For six years, DoD officially acknowledged LGBT Pride Month, starting a year after President Obama repealed “don’t ask, don’t tell.
For six years, DoD released a memo marking June as LGBT Pride Month encouraging personnel to hold local LGBT events and telegraphed the administration’s support of LGBT troops, putting the LGBT “community on par with other minority groups the department acknowledges, like women, African-Americans, and Asian-Americans.”
For six years, DoD marked Lesbian, Gay, Bisexual and Transgender Pride Month in June with events around the world.
For six years, the Defense Equal Opportunity Management Institute (DEOMI) designed LGBT Pride Month posters “recognizing Lesbian, Gay, Bisexual and Transgender Americans…[calling] upon the citizens of the United States to eliminate prejudice and celebrate the great diversity of the American people.”
The last LGBT Pride Month poster one can find at the DEOMI web site is the June 2017 poster, below.
In June 2018, The Advocate reported, “With the DOD pulling support, the Pentagon’s LGBT group had to design its own promotional posters for its Pride party, something the Pentagon’s design office previously did.”
For six years, DoD published special reports to celebrate the event. Today, when one goes to the DoD “LGBT Pride Month” page (lead image), one can see past stories and posters, but also the message, “You have reached a collection of archived material. The content available is no longer being updated and may no longer be applicable.”
Those words, “no longer applicable,” perhaps inadvertently tell the sad truth.
That is because this year the Department of Defense did not release a memo marking LGBT Pride Month, nor did the State Department send out an official cable with guidelines for marking Pride Month, nor did Pompeo attend the State Department’s annual Pride Day event.
This year, “the State Department began rejecting all embassy requests to hoist rainbow flags outside the mission buildings during LGBTQ Pride Month,” according to the Washington Post.
In April, the military began enforcing Trump’s restrictions on transgender troops serving in the military. While the rules are not as draconian as had been feared, they still drew criticism from Democrats and civil rights advocates who “decried the change as bigoted.”
According to the Washington Post, some claim the Trump LGBT policies to be “a death by a thousand cuts.”

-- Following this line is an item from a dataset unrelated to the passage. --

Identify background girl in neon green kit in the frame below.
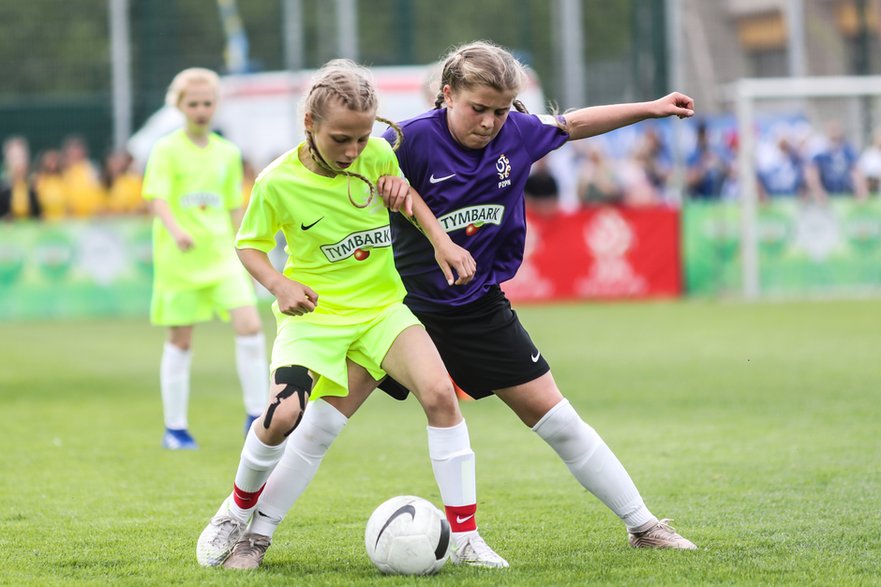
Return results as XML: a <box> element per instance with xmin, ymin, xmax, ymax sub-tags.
<box><xmin>197</xmin><ymin>59</ymin><xmax>508</xmax><ymax>571</ymax></box>
<box><xmin>142</xmin><ymin>68</ymin><xmax>268</xmax><ymax>450</ymax></box>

Others have decided not to even discuss “LGBT issues publicly and risk the consequences of drawing attention to themselves.”
“We fly below the radar,” one employee told the Post. “We survive because they don’t realize we’re here.”
Not the way to live in “America the Beautiful…[where] God shed his grace on thee And crown thy good with brotherhood”.
The author is a retired U.S. Air Force officer and a writer.